Imagining the Unimaginable: Weird Fiction Across Different Media

BA Seminar, Spring semester 2018, English Department, University of Zurich ///

In his „Notes on Writing Weird Fiction“ H. P. Lovecraft describes his personal fascination for weird fiction in its ability to produce „some strange suspension or violation of the galling limitations of time, space, and natural law“. By overcoming those fundamental rules which govern our physical existence (with inevitably frightening and nauseating effects) the genre of weird fiction can be seen as an extreme example of one of literature’s main objectives, namely not the accurate representation of reality but the imagination of the impossible.
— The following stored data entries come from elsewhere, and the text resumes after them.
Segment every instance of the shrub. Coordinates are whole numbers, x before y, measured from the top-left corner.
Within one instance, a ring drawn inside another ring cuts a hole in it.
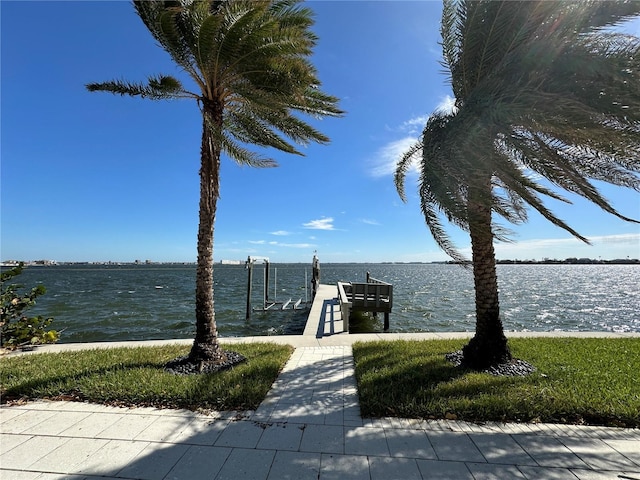
[[[42,285],[33,287],[29,292],[20,290],[23,285],[6,282],[20,275],[24,264],[20,263],[6,272],[0,274],[1,298],[0,298],[0,346],[8,349],[54,343],[60,337],[55,330],[47,330],[53,318],[45,318],[42,315],[27,317],[24,311],[36,303],[36,298],[44,295],[46,289]]]

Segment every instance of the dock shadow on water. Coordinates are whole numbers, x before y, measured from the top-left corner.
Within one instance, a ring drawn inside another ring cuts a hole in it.
[[[384,325],[379,316],[368,312],[352,311],[349,316],[349,333],[382,333]]]

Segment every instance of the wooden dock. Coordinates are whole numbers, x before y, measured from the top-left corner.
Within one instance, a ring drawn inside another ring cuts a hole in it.
[[[316,338],[349,333],[351,311],[382,312],[389,330],[393,286],[367,276],[366,283],[320,284],[313,299],[303,335]]]
[[[316,296],[313,298],[302,335],[322,338],[343,333],[348,334],[349,327],[348,322],[345,325],[342,320],[338,287],[320,284],[316,290]]]
[[[351,312],[368,312],[377,316],[384,313],[384,331],[389,331],[389,314],[393,307],[393,285],[367,272],[366,282],[338,282],[338,301],[342,317],[348,319]],[[347,328],[348,330],[348,328]]]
As the growing interest of contemporary philosophy in the genre has shown, weird fiction can be seen as a form of speculative thought which sets itself the impossible task of arguing about what is (yet) unthinkable. In looking at stories by H. P. Lovecraft and his predecessor Edgar Allan Poe in conjunction with philosophical texts by Graham Harman, Roland Barthes and Gilles Deleuze we will analyze the many complex transgressions weird fiction enacts. Among them are also the transgression from text to the body of the reader (often by evoking feelings of disgust), but also the transgression from one medium to the other: How is weird fiction transposed into other medias such as film (Alain Resnais‘ PROVIDENCE) and comic (as by Alan Moore or Alberto Breccia) and with what effects? In accordance with the genre’s transmediality we will also use transmedial tools (such as the audiovisual essay) for our analysis.

In preparation of the seminar all students must have read the essays „Supernatural Horror in Literature“ and „Notes on Writing Weird Fiction“ by H. P. Lovecraft.